Elsevier

Bone

Volume 49, Issue 6, December 2011, Pages 1178-1185
Bone

Original Full Length Article
Increased callus mass and enhanced strength during fracture healing in mice lacking the sclerostin gene,☆☆

https://doi.org/10.1016/j.bone.2011.08.012Get rights and content

Abstract

Humans with inherited sclerostin deficiency have high bone mass. Targeted deletion of the sclerostin gene in mice (SOST-KO) causes increases in bone formation, bone mass and bone strength. Inhibition of sclerostin by a monoclonal antibody increases bone formation and enhances fracture healing in rodent and primate models. In this study, we describe the temporal progression of femoral fracture healing in SOST-KO mice compared with wild type (WT) control mice to further characterize the role of sclerostin in fracture healing.

Sixty-seven male 9–10 week-old SOST-KO (N = 37) and WT (N = 30) mice underwent a closed femoral fracture. Weekly radiography was used to monitor the progress of healing. Histologic sections were used to characterize callus composition, evaluate callus bridging, and quantify lamellar bone formation on days 14 and 28. Densitometry and biomechanical testing were utilized to characterize bone mass and strength at the fractured and contralateral femurs on day 45.

A significant improvement in time to radiographic healing (no discernible fracture line) was observed in SOST-KO mice, which corresponded to an increase in histologic bony bridging at 14 days (38% versus 0% in WT). Both genotypes appeared to be nearly fully bridged at 28 days post-fracture. The increased bridging at 14 days was associated with 97% greater bone area and 40% lower cartilage area in the callus of SOST-KO mice as compared to WT mice. Bone formation-related endpoints were higher in SOST-KO mice at both 14 and 28 days. At 45 days post-fracture, peak load and bone mass were significantly greater in the fractured femurs of SOST-KO mice as compared to WT mice.
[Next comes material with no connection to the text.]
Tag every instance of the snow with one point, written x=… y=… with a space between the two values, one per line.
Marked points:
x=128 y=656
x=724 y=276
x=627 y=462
In conclusion, fractures in mice lacking sclerostin showed accelerated bridging, greater callus maturation, and increased bone formation and strength in the callus.

Highlights

► We examined differences in fracture healing in sclerostin KO and wild type mice. ► Closed femoral fracture model. ► Accelerated healing process in KO. Increased callus bone formation in KO. ► Increased fractured bone BMD in KO. ► Increased fractured bone strength in KO.

Introduction

Sclerostin, an antagonist of Wnt/beta-catenin signaling, negatively regulates osteoblast differentiation and function, thereby acting as an inhibitor of bone formation. Humans with inherited sclerostin deficiency (sclerosteosis and van Buchem disease) show increased bone mass [1], [2], [3]. Sclerostin knockout (SOST-KO) mice not only exhibit high bone mass and bone strength associated with increased bone formation [4], but also experience less bone loss during skeletal unloading [5].

Recently, it has been shown that Wnt/beta-catenin signaling plays an important role in fracture healing [6]. Treatment with lithium, an agonist of Wnt/beta-catenin signaling, improved fracture healing; whereas treatment with Dickkopf-1, an antagonist of this pathway, inhibited healing [6].

Similarly, systemic inhibition of sclerostin by administration of a sclerostin-neutralizing antibody (sclerostin-Ab) increased bone formation and bone mass in an estrogen-deficient, osteopenic rat model [7], in female non-human primates [8], and in healthy men and postmenopausal women [9]. Furthermore, we have reported that sclerostin-Ab increased bone area and strength of the fracture callus in both rats and non-human primates [10], [11]. Sclerostin-Ab was also shown to improve bone integration and pull-out strength in a cancellous bone healing model, in which a screw was inserted in the proximal tibia in rats [12].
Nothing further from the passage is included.